# Zip Tie Moss Tree



## AquaDean (Oct 29, 2009)

I've wanted to create a moss tree ever since I've see various pictures of them online. But I've never been able to come up with the right piece of driftwood with enough branches to get the moss started on. So today while getting all the aquarium chores done I thought I'd just zip tie the branches where I wanted them and below are the images of what I came up with. This is destined for a new 1 foot cube tank. It stands about 9" tall and the base will be buried in the substrate.



















Questions are do you think that this will work okay? What type of moss would be the best to use? I have Java, Taiwan, and Flame Moss. Also I've got some stringy moss on the way. Should I use just one kind of moss or several? If I want the moss to get a good stronghold should I use CO2 and ferts? Finally want sort of light and wattages would you use over a one foot cube tank to grow out the tree?

I didn't want to put this in the tank until I tied the moss onto it, also I'm leak testing the tank and filter before setting up the hard scape.

TIA


----------



## tunerz (Feb 15, 2010)

Great idea, keep us update on it


----------



## Tex Gal (Nov 1, 2007)

I'd only use one kind of moss. Use the type of which you prefer the growth pattern. Each mentioned have different growth patterns. You moss is gonna have to get pretty dense to cover up the big knot on the top. CO2 and ferts will make it grow quicker and fuller. Keep trimming it so it will be nice and branchy. Good luck!


----------



## AquaDean (Oct 29, 2009)

I've decided to use Taiwan moss for the tree. Here's a picture right after I tied the moss on and placed it in the tank.










I am using CO2 in the tank, what sort of other fertilizers would help to give this a good start. No critters in the tank yet so I do have the CO2 level up a bit. Might try to start a Journal for this tank, haven't really done that before but it could keep me better focused. Plus I don't really know what to do with the rest of the tank. I want to keep it simple and I'm thinking of using different mosses.


----------



## carlstreeter (Aug 26, 2009)

I think Taiwan was a good choice. If you aggressively prune it a few times once it gets going, I think this is going to look very, very cool.

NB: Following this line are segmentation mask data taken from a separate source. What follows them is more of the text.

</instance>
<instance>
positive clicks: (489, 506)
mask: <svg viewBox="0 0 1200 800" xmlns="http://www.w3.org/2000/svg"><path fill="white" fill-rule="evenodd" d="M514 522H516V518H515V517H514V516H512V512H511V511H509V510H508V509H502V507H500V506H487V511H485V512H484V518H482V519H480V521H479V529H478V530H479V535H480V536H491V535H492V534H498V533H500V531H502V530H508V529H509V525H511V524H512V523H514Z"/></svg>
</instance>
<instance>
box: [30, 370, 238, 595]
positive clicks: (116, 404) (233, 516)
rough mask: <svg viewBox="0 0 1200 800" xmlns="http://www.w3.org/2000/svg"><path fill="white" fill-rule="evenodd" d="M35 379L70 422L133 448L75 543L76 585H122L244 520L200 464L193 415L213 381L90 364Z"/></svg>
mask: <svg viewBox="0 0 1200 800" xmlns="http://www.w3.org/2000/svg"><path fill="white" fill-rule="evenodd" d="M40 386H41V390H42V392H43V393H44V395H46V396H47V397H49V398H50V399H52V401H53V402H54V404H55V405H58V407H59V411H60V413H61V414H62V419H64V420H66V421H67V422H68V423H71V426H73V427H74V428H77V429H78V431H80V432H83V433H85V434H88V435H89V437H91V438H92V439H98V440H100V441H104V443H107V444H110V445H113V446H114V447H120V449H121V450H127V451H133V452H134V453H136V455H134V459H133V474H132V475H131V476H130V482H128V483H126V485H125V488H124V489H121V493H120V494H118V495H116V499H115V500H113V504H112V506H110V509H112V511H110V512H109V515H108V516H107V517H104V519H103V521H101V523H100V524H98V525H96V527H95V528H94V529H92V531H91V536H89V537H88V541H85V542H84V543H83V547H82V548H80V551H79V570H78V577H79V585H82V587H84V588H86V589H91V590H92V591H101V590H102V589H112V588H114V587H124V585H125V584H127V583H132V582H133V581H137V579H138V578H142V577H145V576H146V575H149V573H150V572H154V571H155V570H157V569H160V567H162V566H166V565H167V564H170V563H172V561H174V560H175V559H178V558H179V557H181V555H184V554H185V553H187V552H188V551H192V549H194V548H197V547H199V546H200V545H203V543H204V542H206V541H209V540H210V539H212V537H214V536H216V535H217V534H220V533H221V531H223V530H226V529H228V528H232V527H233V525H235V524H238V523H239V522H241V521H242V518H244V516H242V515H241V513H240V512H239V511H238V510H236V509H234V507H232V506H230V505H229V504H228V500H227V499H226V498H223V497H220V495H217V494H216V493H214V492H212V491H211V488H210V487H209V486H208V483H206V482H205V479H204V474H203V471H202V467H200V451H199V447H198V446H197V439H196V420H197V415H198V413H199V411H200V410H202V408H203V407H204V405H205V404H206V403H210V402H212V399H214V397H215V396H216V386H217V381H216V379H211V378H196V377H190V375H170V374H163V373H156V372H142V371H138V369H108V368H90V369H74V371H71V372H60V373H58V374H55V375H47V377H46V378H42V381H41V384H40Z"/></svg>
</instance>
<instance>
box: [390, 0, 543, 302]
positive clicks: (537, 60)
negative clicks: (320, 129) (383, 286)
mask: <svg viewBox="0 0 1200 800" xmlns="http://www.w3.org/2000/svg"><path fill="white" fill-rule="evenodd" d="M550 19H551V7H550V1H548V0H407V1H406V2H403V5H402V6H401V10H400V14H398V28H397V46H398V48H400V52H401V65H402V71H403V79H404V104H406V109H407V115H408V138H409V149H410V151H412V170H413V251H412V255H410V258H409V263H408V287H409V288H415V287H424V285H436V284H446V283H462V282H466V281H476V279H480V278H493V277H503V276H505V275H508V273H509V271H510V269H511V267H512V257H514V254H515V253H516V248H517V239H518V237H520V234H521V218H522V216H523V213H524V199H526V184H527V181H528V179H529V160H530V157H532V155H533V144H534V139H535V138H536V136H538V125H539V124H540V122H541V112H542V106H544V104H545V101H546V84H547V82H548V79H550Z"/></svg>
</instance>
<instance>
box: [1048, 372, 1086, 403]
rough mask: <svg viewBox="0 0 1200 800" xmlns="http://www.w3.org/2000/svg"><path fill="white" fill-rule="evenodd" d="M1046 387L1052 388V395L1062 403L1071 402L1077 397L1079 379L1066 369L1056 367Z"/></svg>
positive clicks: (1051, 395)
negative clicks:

I may have to try something like this with the weeping moss I just got...


----------



## Daniil (Oct 30, 2009)

Where did you get weeping moss?


----------



## carlstreeter (Aug 26, 2009)

From a hobbyist on another forum.

I know there are a ton of reports of people not getting true weeping moss, so at this point, all I know is that I got something which was sold as weeping moss. 

As best as I can tell from pictures, the leaf structure is correct, so we'll see. Based on experience with other mosses, I won't know much of anything for a couple of months.


----------



## Daniil (Oct 30, 2009)

Let me know if it's true weeping moss and have any for sale.


----------



## carlstreeter (Aug 26, 2009)

I didn't get much, so it will be at least a few months of growing + propagating to get to critical mass.

If I execute my new tank plan successfully, I'll actually have several types of moss to sell together. And I'll have to to recoup some of the shipping charges for all the different varieties of moss.


----------



## carlstreeter (Aug 26, 2009)

To get back on topic, Aquadean, please post pics of this as it grows in. I love the concept, and I'd like to see what it really turns into.


----------



## doubleott05 (Jul 20, 2005)

update?


----------



## AquaDean (Oct 29, 2009)

I've started a journal about this tank so check it out for updated pictures of the tree. Just posted the pics of the tree after 2 weeks it is coming along nice.


----------